De acordo com uma reportagem da Reuters, as ações da Gemini fecharam em alta de 52 centavos, a US$ 32,52, na segunda-feira, 16% acima do preço do IPO de US$ 28.
O Gemini Earn, lançado em 2021, permitiu que os clientes emprestassem bitcoin e outros criptoativos à credora de criptomoedas Genesis Global Capital em troca de pagamentos de juros, com o Gemini Trust cobrando taxas de até 4,29%.
A Gemini suspendeu os saques em novembro de 2022, mesmo mês em que a corretora de criptomoedas FTX, de Sam Bankman-Fried, entrou em colapso, antes de entrar com pedido de falência dois meses depois. A corretora detinha US$ 900 milhões em ativos de cerca de 340.000 clientes da Gemini Earn na época.
Em janeiro de 2023, a SEC processou a Gemini e a Genesis sob alegações de que elas ignoraram os requisitos de divulgação da Gemini Earn, que visavam proteger os investidores. A Genesis aceitou uma multa de US$ 21 milhões para chegar a um acordo, sem admitir qualquer irregularidade.
O acordo SEC-Gemini sinaliza uma abordagem mais branda do regulador em relação às criptomoedas
A SEC interrompeu a supervisão do setor de criptomoedas desde que Donald Trump se tornoudent em janeiro e nomeou autoridades favoráveis às criptomoedas para liderar a agência, incluindo o novo presidente, Paul Atkins, que pediu diretrizes mais claras em vez de ações de execução.
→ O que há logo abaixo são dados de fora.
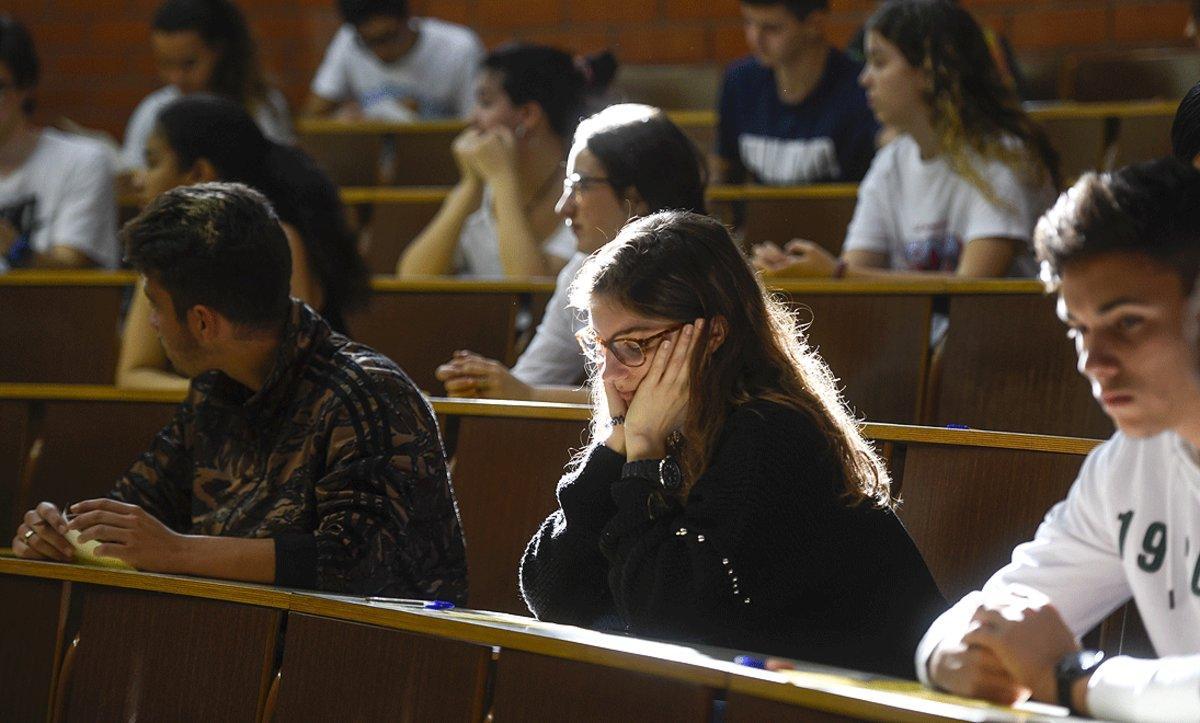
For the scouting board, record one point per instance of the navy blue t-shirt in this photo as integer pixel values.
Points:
(827, 137)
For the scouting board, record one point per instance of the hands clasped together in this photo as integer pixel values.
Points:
(468, 374)
(1007, 652)
(486, 155)
(659, 404)
(124, 531)
(796, 258)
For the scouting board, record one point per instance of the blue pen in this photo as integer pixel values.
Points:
(751, 662)
(411, 603)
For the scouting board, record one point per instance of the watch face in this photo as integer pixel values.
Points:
(671, 474)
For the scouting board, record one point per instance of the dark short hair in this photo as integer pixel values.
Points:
(221, 25)
(801, 9)
(1186, 127)
(1151, 209)
(17, 52)
(207, 126)
(641, 148)
(545, 76)
(217, 245)
(355, 12)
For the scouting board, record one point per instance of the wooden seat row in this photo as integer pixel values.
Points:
(1087, 135)
(967, 496)
(388, 219)
(106, 645)
(1005, 362)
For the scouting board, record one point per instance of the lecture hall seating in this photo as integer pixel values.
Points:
(186, 649)
(1084, 129)
(874, 334)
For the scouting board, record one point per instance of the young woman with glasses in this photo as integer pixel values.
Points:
(628, 160)
(499, 219)
(727, 496)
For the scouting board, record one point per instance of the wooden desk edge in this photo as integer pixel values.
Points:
(868, 703)
(705, 118)
(198, 587)
(388, 284)
(532, 410)
(702, 670)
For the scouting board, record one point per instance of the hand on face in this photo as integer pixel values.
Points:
(129, 533)
(489, 154)
(660, 401)
(796, 258)
(468, 374)
(48, 538)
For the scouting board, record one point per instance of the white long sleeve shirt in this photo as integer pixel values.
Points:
(1129, 527)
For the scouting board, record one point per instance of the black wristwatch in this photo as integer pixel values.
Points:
(1071, 668)
(664, 472)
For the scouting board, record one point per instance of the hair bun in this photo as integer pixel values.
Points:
(598, 71)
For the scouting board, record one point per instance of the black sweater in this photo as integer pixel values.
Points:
(765, 555)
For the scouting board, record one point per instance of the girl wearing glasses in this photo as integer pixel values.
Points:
(205, 46)
(727, 496)
(499, 219)
(628, 160)
(963, 185)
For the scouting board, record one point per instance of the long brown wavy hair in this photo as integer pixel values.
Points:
(976, 114)
(678, 267)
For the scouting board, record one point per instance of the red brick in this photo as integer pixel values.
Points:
(455, 11)
(1150, 23)
(1060, 28)
(730, 42)
(664, 45)
(574, 42)
(528, 13)
(612, 11)
(702, 10)
(120, 34)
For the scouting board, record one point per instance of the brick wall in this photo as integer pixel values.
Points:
(97, 60)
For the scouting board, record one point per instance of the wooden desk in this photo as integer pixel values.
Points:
(577, 671)
(48, 335)
(372, 153)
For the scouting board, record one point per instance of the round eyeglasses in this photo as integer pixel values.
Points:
(628, 350)
(577, 183)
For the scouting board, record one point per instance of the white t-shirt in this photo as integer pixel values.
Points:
(922, 214)
(437, 75)
(273, 118)
(553, 356)
(479, 250)
(63, 195)
(1129, 527)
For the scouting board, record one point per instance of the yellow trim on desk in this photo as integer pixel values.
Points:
(72, 278)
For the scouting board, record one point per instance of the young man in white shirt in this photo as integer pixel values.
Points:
(387, 65)
(57, 199)
(1123, 252)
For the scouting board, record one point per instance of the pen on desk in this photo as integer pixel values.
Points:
(751, 662)
(413, 603)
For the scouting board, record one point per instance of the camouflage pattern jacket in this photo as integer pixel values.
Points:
(337, 458)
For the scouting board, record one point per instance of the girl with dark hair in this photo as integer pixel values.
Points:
(1186, 127)
(963, 185)
(205, 46)
(203, 138)
(627, 161)
(499, 219)
(727, 496)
Até agora, a SEC criou uma Força-Tarefa de Criptomoedas projetada para desenvolver estruturas apropriadas para ativos digitais e interrompeu diversas investigações sobre grandes participantes do setor.
A resolução do caso Gemini Trust não é única, pois segue um padrão semelhante a outros acordos recentes em criptomoedas. Entre eles, estão os casos contra Ripple Labs, que foram finalizados com uma penalidade mais branda, além de termos mais favoráveis para a empresa de criptomoedas.
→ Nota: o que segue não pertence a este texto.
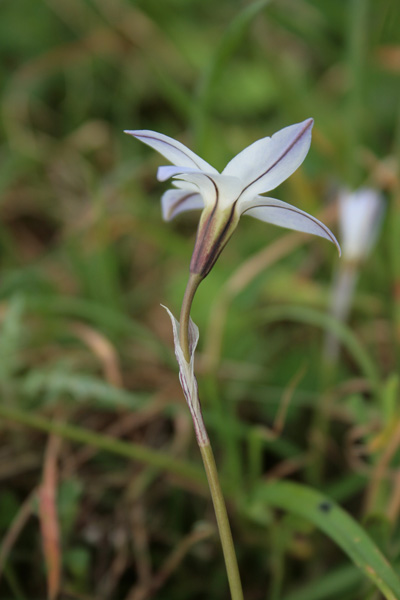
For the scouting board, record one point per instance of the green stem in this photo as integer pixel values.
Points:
(207, 455)
(222, 522)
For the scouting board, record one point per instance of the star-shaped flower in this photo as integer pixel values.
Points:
(224, 197)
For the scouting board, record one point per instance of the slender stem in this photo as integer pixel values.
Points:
(207, 455)
(222, 522)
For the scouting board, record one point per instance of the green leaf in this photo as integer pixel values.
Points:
(336, 524)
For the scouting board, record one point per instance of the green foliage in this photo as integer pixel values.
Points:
(86, 350)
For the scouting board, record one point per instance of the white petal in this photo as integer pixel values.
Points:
(167, 172)
(173, 150)
(360, 219)
(174, 202)
(269, 161)
(214, 189)
(283, 214)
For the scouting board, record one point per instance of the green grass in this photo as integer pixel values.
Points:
(86, 353)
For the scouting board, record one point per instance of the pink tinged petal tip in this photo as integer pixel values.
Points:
(171, 149)
(360, 219)
(187, 378)
(268, 162)
(285, 215)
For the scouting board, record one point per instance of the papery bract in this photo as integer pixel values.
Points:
(186, 375)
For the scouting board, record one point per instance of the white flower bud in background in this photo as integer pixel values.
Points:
(360, 219)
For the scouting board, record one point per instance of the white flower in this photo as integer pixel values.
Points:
(225, 196)
(360, 218)
(186, 375)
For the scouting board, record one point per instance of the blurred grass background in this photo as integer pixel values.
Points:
(94, 433)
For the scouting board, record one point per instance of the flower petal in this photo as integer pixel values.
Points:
(215, 189)
(166, 172)
(173, 150)
(269, 161)
(283, 214)
(174, 202)
(360, 219)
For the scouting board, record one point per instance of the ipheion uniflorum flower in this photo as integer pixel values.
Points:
(225, 197)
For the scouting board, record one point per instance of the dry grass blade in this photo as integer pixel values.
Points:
(48, 517)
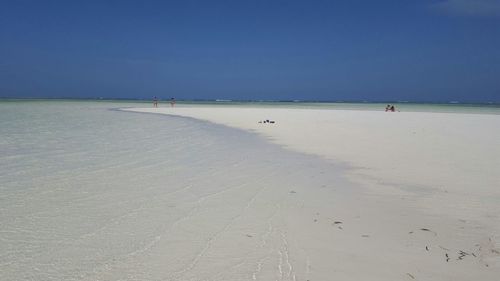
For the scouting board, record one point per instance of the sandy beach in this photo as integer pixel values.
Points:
(422, 202)
(92, 192)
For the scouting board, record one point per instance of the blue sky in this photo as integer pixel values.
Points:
(442, 50)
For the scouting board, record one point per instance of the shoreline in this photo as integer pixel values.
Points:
(434, 169)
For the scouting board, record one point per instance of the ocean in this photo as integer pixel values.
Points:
(88, 192)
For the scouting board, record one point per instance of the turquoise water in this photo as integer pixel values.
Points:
(92, 193)
(403, 107)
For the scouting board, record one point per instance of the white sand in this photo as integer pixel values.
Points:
(429, 188)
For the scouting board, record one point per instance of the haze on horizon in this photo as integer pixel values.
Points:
(431, 50)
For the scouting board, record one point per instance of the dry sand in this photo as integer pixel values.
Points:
(427, 206)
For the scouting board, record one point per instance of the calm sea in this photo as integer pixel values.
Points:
(92, 193)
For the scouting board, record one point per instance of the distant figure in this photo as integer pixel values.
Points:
(390, 108)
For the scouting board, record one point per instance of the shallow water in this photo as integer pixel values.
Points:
(92, 193)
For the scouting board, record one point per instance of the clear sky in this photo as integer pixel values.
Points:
(422, 50)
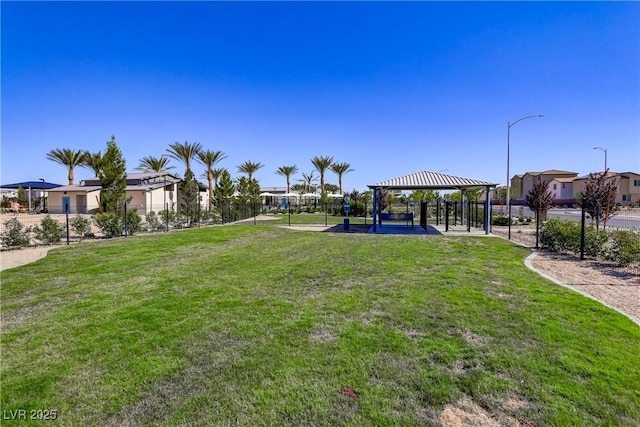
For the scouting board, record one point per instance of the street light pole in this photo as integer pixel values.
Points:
(42, 207)
(509, 124)
(605, 156)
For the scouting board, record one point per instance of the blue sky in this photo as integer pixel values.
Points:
(391, 88)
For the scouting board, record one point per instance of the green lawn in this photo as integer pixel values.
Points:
(249, 325)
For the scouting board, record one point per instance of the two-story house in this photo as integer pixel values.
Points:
(628, 187)
(521, 185)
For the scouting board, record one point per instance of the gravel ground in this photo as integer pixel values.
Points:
(614, 286)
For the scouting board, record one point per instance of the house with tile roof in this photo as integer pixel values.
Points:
(146, 192)
(628, 183)
(522, 184)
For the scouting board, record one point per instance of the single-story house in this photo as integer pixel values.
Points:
(147, 192)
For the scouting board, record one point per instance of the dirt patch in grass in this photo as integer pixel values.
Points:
(469, 336)
(465, 412)
(207, 358)
(323, 334)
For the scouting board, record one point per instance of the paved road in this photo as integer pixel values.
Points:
(618, 221)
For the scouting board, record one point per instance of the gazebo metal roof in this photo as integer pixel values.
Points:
(426, 180)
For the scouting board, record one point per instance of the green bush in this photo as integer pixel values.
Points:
(14, 235)
(110, 224)
(624, 247)
(80, 225)
(152, 222)
(167, 217)
(50, 231)
(560, 235)
(134, 222)
(595, 242)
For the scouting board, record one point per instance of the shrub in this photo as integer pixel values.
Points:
(80, 225)
(624, 247)
(14, 236)
(50, 231)
(153, 222)
(560, 235)
(134, 222)
(110, 224)
(167, 217)
(595, 241)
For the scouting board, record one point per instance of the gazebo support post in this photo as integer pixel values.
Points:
(487, 210)
(375, 209)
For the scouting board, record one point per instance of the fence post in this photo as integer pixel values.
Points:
(537, 227)
(365, 212)
(66, 211)
(446, 216)
(582, 232)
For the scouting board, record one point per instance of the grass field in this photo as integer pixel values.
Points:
(244, 325)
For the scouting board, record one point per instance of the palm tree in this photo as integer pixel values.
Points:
(322, 164)
(93, 161)
(307, 180)
(287, 171)
(69, 158)
(184, 153)
(250, 168)
(154, 164)
(340, 169)
(216, 174)
(209, 159)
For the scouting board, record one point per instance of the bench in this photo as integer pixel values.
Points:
(396, 217)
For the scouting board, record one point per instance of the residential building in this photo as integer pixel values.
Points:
(628, 187)
(521, 185)
(146, 192)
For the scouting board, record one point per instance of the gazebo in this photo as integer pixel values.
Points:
(426, 180)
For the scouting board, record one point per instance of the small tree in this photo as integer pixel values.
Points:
(224, 191)
(80, 225)
(50, 231)
(113, 177)
(539, 199)
(22, 196)
(189, 195)
(599, 197)
(14, 235)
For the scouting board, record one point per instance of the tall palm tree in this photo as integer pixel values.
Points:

Especialistas do setor veem esses desenvolvimentos como um sinal de que os EUA estão se tornando mais receptivos à inovação em criptomoedas, ao mesmo tempo em que mantêm a proteção ao consumidor.
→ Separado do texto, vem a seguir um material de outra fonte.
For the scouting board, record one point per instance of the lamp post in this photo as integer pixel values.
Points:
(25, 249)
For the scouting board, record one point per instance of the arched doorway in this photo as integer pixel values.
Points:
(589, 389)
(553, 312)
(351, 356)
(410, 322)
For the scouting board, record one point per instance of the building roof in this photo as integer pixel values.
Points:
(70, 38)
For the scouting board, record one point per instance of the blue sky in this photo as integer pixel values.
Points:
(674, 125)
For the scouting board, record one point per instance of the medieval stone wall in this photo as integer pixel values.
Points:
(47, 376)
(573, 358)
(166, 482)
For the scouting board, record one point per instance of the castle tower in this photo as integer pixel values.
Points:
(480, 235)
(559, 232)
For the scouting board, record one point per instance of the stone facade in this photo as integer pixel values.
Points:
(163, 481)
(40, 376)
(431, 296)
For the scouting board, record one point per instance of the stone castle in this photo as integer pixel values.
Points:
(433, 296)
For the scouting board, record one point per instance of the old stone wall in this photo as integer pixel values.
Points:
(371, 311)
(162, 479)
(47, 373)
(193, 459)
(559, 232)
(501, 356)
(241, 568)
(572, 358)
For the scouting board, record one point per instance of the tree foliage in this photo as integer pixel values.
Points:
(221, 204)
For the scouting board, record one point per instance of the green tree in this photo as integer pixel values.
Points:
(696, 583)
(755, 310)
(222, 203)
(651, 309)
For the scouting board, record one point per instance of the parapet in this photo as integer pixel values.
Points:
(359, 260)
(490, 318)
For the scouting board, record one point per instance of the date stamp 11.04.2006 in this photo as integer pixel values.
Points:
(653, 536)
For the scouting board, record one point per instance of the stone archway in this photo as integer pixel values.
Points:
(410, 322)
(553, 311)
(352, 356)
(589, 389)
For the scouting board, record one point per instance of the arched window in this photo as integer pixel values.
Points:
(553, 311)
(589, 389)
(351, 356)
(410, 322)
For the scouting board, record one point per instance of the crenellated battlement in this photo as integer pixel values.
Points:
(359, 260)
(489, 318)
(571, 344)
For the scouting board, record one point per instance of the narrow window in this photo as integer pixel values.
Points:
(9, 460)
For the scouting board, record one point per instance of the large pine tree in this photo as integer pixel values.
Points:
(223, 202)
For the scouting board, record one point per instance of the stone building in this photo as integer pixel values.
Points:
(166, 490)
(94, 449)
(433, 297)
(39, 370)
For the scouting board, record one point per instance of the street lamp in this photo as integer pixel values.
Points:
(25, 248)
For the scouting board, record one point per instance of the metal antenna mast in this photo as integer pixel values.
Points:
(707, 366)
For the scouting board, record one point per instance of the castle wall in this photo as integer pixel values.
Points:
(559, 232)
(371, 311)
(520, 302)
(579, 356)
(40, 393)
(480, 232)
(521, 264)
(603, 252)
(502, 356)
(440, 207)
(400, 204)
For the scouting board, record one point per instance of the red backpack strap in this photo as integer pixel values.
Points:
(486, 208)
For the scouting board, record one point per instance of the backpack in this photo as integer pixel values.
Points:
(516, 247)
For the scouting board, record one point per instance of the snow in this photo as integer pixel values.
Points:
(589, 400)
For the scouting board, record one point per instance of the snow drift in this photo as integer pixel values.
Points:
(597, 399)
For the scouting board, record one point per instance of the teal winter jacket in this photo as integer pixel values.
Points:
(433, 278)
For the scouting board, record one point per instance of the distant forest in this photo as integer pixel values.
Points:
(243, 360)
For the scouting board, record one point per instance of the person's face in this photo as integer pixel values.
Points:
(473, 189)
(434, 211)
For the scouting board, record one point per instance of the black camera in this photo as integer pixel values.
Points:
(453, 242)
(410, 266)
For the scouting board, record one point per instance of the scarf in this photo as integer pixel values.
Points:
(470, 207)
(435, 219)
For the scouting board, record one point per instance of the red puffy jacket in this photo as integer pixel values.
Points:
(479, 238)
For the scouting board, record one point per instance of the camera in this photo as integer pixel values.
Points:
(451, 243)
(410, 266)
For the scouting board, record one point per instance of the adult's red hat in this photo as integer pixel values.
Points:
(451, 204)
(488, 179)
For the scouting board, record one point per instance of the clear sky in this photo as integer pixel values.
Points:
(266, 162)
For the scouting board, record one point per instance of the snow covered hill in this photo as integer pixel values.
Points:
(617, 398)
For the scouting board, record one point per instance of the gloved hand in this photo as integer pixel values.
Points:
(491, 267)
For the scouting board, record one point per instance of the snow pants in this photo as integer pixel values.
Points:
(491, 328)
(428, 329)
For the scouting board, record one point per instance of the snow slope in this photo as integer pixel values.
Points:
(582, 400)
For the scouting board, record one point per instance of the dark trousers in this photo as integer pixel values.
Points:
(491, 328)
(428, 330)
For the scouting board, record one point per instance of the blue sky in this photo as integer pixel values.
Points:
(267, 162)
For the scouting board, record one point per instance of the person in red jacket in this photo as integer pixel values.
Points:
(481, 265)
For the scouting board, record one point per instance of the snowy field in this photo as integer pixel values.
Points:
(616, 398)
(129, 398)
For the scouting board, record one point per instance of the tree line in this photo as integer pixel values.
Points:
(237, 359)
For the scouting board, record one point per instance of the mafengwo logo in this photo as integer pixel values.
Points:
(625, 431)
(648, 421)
De acordo com o Namecoin News , isso também representa uma mudança na visão da maioria dos ativos digitais como valores mobiliários que exigem registro rigoroso, passando a reconhecer que diferentes tipos de criptomoedas podem exigir tratamentos regulatórios diferentes. E, para um usuário médio de criptomoedas, esse acordo também significa que empresas estabelecidas como a Gemini podem continuar operando com maior segurança regulatória.